While I had spent many hours in Nathan’s nursery reflecting, crying, and meditating – essentially doing my “grief work” – I was worried I would be tempted to hunker down there all day, and I knew that was not the way I wanted to honor our son. I also had a sense of dread for our immediate family members. For my husband’s family, Nathan was their first grandchild, and while I wanted to acknowledge my mother-in-law and my own mother on that day, any gratitude I felt toward them was overshabdowed by feelings of guilt and disappointment that I had somehow robbed them of those precious moments with their grandson.
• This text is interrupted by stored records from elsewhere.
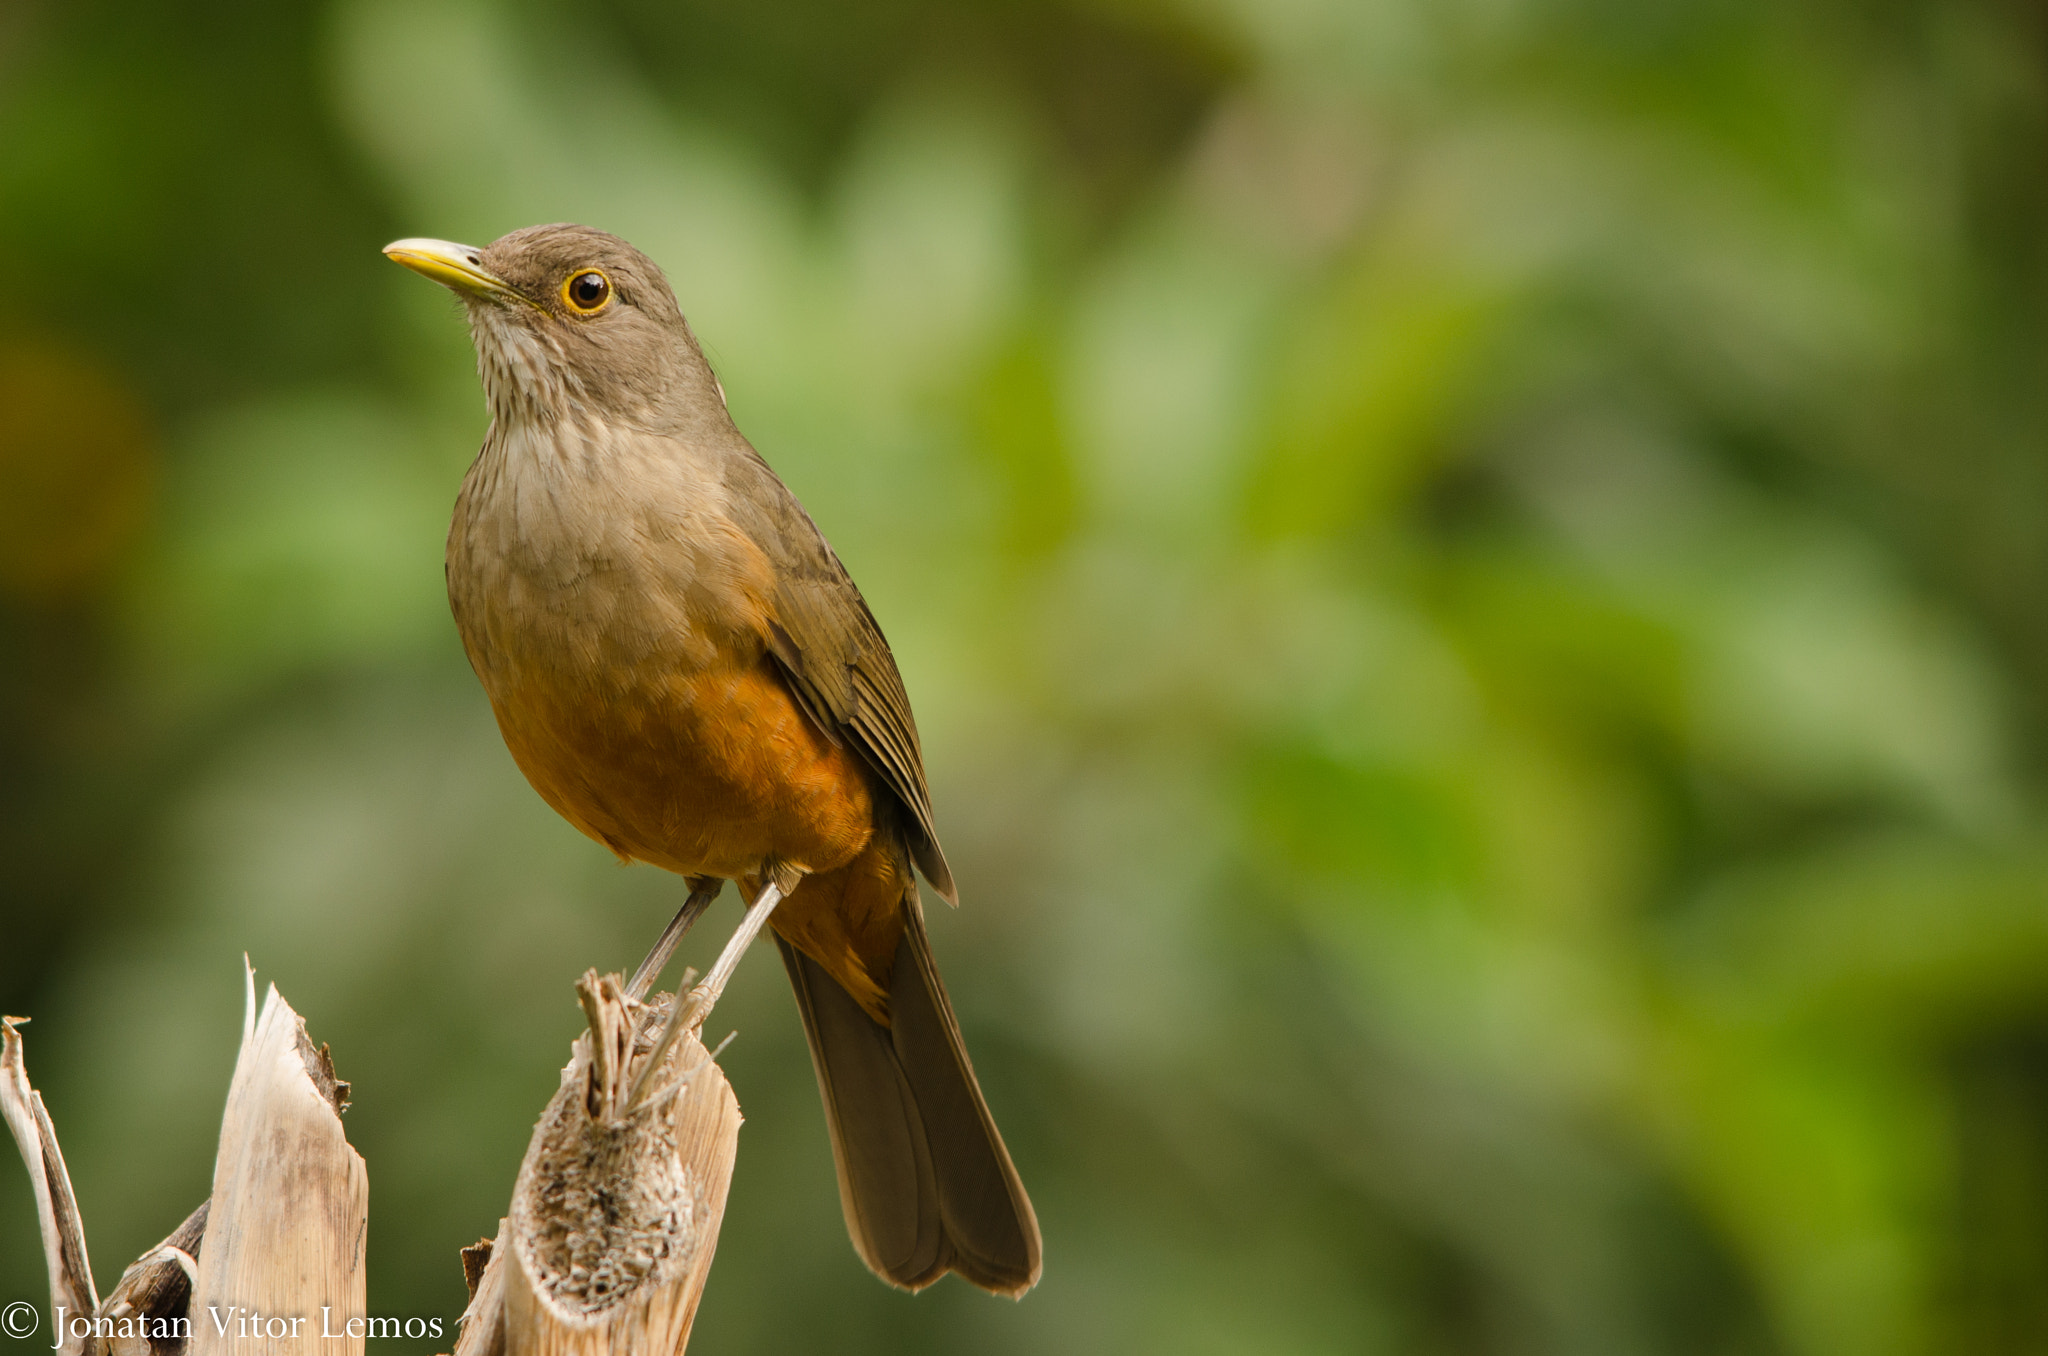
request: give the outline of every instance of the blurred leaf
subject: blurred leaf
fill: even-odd
[[[0,346],[0,591],[63,598],[97,582],[147,522],[157,449],[141,403],[54,346]]]

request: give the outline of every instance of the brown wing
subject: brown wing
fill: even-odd
[[[957,903],[932,826],[917,723],[889,642],[817,524],[768,464],[748,453],[729,463],[728,511],[775,565],[769,652],[819,728],[850,744],[910,812],[912,860]]]

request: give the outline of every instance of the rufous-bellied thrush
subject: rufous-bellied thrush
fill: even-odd
[[[385,253],[469,313],[491,424],[448,598],[505,743],[571,824],[690,881],[635,987],[724,881],[772,908],[861,1258],[1022,1294],[1038,1223],[932,962],[913,867],[948,900],[953,876],[860,590],[631,245],[535,226]]]

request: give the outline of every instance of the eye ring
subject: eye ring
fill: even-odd
[[[562,304],[578,315],[595,315],[611,299],[612,280],[603,269],[579,268],[562,283]]]

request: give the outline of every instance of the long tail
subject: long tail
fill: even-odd
[[[883,1026],[780,936],[824,1095],[839,1203],[883,1280],[921,1290],[948,1271],[998,1295],[1038,1280],[1038,1217],[974,1081],[924,915],[905,900]]]

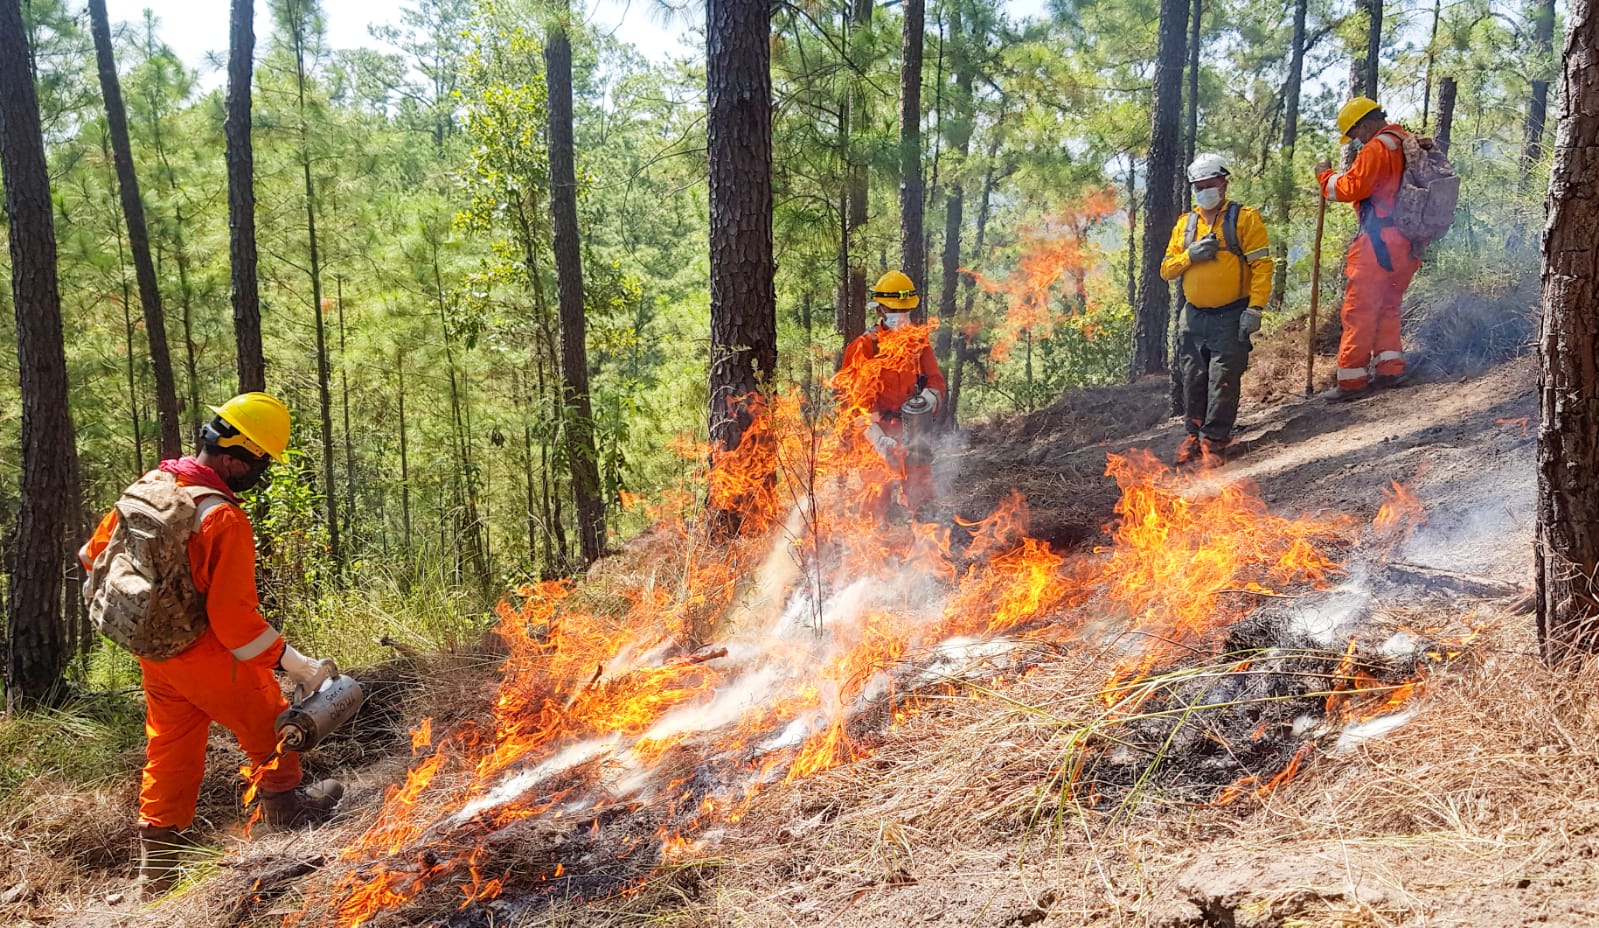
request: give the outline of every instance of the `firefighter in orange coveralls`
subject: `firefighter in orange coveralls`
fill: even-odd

Thankfully, my husband and I had joined KinderMourn’s Empty Arms support group, and it was there, during one of our weekly evening sessions, that our counselor invited the moms to share what we were feeling as the day approached. As we went around the circle, I was encouraged to learn I wasn’t alone in my feelings and that other mothers were struggling with how to strike the right balance between honoring their child and practicing self-care. From our counselor, we learned that it was not only okay but imperative to give ourselves permission to handle the day however it felt right to us. She reminded us that we had been through one of the toughest losses imaginable and that placing more expectations on ourselves wasn’t accomplishing anything except making the weight of what we were already carrying that much heavier.
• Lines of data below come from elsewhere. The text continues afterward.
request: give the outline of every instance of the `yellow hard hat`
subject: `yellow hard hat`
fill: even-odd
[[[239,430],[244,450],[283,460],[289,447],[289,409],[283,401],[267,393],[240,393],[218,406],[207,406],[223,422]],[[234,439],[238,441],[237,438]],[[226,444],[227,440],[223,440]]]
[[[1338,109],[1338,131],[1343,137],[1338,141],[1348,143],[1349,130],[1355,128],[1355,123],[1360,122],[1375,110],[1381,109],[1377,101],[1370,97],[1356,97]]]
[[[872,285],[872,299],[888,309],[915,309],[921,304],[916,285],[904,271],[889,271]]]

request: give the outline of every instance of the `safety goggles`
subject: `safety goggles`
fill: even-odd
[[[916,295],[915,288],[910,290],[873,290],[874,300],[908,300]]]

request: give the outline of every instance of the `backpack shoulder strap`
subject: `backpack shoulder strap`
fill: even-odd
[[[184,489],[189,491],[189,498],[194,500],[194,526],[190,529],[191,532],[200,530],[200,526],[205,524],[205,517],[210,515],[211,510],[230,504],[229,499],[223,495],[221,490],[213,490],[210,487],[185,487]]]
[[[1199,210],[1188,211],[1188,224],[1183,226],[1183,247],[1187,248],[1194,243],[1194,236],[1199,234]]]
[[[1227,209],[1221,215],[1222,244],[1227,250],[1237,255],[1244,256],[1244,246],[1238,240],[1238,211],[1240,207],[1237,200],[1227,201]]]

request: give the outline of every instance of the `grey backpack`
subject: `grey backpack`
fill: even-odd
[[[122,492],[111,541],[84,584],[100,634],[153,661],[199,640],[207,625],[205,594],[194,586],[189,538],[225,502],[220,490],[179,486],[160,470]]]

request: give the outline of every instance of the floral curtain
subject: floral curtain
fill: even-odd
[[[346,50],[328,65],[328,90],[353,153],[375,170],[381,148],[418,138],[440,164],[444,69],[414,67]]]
I knew I wanted to spend some of the day with my mom and my grandmother and honor Nathan with them, but I wasn’t sure how. Because they had been four hours away when my delivery occurred, they never had the chance to meet and hold Nathan like my husband and I had, which I felt like had created some divisions in our grief. As the day arrived, I decided it was time to share some of Nathan’s pictures and footprints with them, but I was also scared, because these were treasures my husband and I had not shared with anyone else – even family. That Mother’s Day morning, all the moms from my Empty Arms group connected - whether through text or e-mail – and they gave me the encouragement I needed. That afternoon at my mom’s house in Atlanta, sitting on the couch between my mom and grandmother, I mustered up the courage to open Nathan’s memory box. As I began placing his pictures into their hands, it felt like for the first time, I was able to really share the magnitude of the loss, in ways my own words had never been able to capture. There on that couch, huddling over the images that brought him closer to us, we cried together, three generations honoring the gift of a great-grandson, grandson, and son.
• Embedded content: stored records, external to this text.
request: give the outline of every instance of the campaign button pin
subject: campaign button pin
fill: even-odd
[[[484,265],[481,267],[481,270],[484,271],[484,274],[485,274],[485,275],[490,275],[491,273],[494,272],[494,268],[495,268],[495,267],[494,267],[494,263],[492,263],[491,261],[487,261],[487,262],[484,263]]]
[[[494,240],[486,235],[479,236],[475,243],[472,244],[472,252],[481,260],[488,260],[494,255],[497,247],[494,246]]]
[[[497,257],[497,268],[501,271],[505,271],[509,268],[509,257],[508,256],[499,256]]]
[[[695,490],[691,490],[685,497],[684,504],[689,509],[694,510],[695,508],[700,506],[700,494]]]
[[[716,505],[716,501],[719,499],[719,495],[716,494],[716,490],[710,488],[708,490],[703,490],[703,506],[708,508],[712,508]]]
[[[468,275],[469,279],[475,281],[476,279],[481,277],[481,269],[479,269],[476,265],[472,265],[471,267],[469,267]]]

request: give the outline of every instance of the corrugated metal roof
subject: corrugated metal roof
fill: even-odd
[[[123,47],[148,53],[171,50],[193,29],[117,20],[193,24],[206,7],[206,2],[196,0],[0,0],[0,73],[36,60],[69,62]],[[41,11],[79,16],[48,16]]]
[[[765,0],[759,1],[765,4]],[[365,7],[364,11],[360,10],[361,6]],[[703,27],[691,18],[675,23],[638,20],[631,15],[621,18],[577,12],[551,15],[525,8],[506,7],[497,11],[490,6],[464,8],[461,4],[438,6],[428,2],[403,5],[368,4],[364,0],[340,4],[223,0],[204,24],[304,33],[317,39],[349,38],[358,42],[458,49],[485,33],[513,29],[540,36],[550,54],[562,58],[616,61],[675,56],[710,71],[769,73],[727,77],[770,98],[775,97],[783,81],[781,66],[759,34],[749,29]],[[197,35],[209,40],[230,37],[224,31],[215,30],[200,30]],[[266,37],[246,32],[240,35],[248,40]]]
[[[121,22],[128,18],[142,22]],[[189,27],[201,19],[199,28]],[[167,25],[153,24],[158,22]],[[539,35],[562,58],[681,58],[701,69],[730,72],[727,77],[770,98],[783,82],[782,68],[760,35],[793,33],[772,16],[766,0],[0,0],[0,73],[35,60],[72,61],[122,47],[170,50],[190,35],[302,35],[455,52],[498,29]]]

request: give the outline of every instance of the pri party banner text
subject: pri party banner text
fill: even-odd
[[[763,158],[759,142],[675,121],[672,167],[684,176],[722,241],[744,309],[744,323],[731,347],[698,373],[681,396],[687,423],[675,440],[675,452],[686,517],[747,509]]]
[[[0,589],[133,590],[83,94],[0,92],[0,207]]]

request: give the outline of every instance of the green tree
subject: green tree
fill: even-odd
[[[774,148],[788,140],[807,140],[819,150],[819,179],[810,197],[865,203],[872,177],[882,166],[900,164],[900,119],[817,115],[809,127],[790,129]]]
Eleven years later, my grief looks a lot different now than it did on that first Mother’s Day, and with that evolution, my needs and my ability to help others also looks quite different. As his mother, I will always ache for Nathan, and wish that he was here. That will never change. But as the day approaches, I don’t carry the feelings of dread and anxiety that I once did. Instead, it’s a mix of longing, gratitude and peace, and an acceptance that these contrasting emotions can simultaneously exist.
In that period, thanks to the incredible network of KinderMourn, I have been able to connect with families from all “walks of grief” whose losses often look entirely different from mine. What has been so rewarding and pleasantly surprising, is that even despite these differences, I continue to discover new wisdom and sources of inspiration. In speaking with a bereaved widow recently, I was reminded that while it is important to be open to receiving support, allowing your intuition to guide how and whether or not you choose to apply that to your healing process, ultimately puts you in a better position to pay it forward to others down the line.
Grief can be such an isolating feeling and experience, but that doesn’t mean we have to carry it alone. As we approach this Mother’s Day, it is my hope for all us on this day and every day, regardless if we are the givers or receivers of support, we take comfort in the hope and healing that comes from this remarkable extended family we all have through KinderMourn.